Cyprus Mail

Bill seeks to cement organ-donor opt-ins 

The House transport committee agreed this week to place before the plenum a bill seeking to deter family members of a deceased person who had agreed to donate organs upon their death from refusing to comply.

A representative of the health ministry and the head of the road transport department told the committee that they strongly endorse the bill, noting that all aspects, including that of personal data protection, had been taken into consideration.

According to the chairman of the committee, Giorgos Prokopiou, the legislation allowing drivers to opt in or out of organ donation when their drivers licence is issued remains unclear as to whether the decision made by the person can be reversed by family members upon that person’s death.

Prokopiou added that the bill clarifies that relatives of organ donors would not be able to undo the donors’ decision if they die.

According to Statista, an online portal for statistics, Cyprus was among the EU countries with the largest share of family refusals to consent to organ donation. In 2015, 45.5 per cent of families refused to give consent for organ donation, the survey said. The percentage slightly dropped to 40 per cent a year later. Latvia topped the list with 45.7per cent, followed by Lithuania with 33.3 per cent and the UK with 35.2 per cent.

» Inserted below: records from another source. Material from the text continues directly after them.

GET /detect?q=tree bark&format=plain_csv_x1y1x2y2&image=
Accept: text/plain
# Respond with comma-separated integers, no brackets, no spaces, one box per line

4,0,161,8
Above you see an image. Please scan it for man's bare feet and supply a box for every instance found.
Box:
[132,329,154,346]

Despite the fact that Cyprus is among the top European countries when it comes to living kidney donors, it lags far behind on post-death organ donations.

In 2017, Cyprus organ donors clocked in at 6.5 per million inhabitants while in Europe this figure was 20 per million, MPs had heard.

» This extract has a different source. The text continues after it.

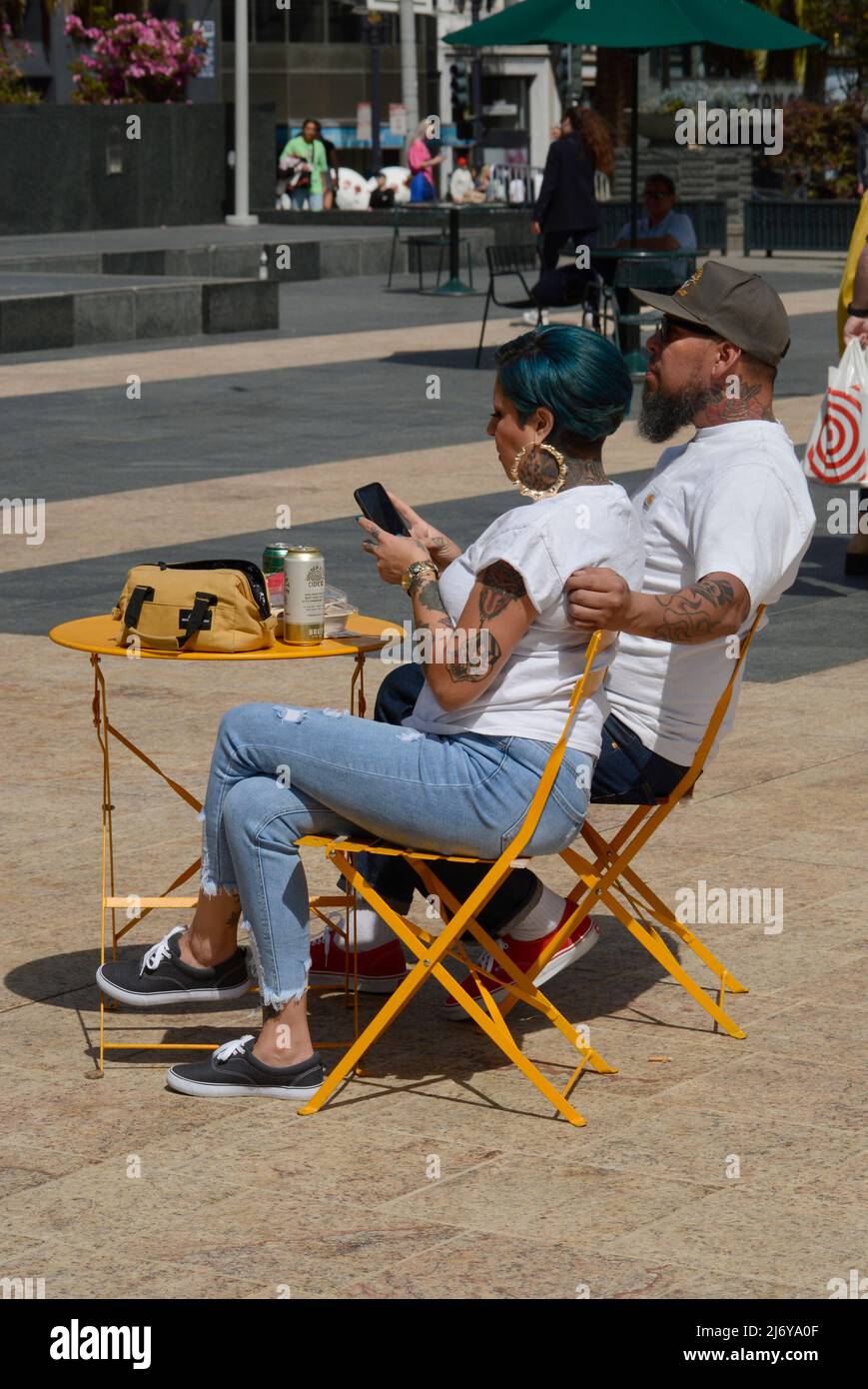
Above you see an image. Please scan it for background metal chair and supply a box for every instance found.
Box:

In 2017 Spain had the highest rate of deceased donors in Europe with 47 per million population, another Statista survey said.

The continuous lack of organs leads to bigger transplant lists, Cypriot officials had said last year.

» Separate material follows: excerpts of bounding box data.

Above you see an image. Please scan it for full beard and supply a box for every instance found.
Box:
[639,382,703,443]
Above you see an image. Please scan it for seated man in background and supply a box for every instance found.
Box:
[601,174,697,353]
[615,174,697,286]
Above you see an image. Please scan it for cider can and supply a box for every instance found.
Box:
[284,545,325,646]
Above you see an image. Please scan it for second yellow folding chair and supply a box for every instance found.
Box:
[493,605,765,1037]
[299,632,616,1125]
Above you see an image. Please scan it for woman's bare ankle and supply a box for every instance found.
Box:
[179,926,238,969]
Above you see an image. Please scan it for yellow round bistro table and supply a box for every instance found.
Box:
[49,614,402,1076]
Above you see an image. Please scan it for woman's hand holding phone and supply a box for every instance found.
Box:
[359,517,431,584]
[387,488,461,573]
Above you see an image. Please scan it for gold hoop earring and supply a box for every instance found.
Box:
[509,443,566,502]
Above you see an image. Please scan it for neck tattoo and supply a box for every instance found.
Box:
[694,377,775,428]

According to the findings of a 2018 study, from around 2,600 deaths recorded in Cypriot hospitals each year only 25 people were registered as potential organ donors. The news is better however when it comes to kidney donations. Between February 2011 and last summer, there have been 168 kidney transplants of which 43 came from post-death donors.

Member of the Transplant Council, Dr Constantinos Fellas, had said at the time that only eight per cent said they were registered as organ donors, and 65 per cent said they were interested in becoming one. The greatest interest was expressed from those in the 18 to 24 age group, followed by those between 25 and 44.

Four in 10 respondents believed one could buy an organ for transplant, while around the same percentage believes that only close relatives of patients could be living donors, according to the study.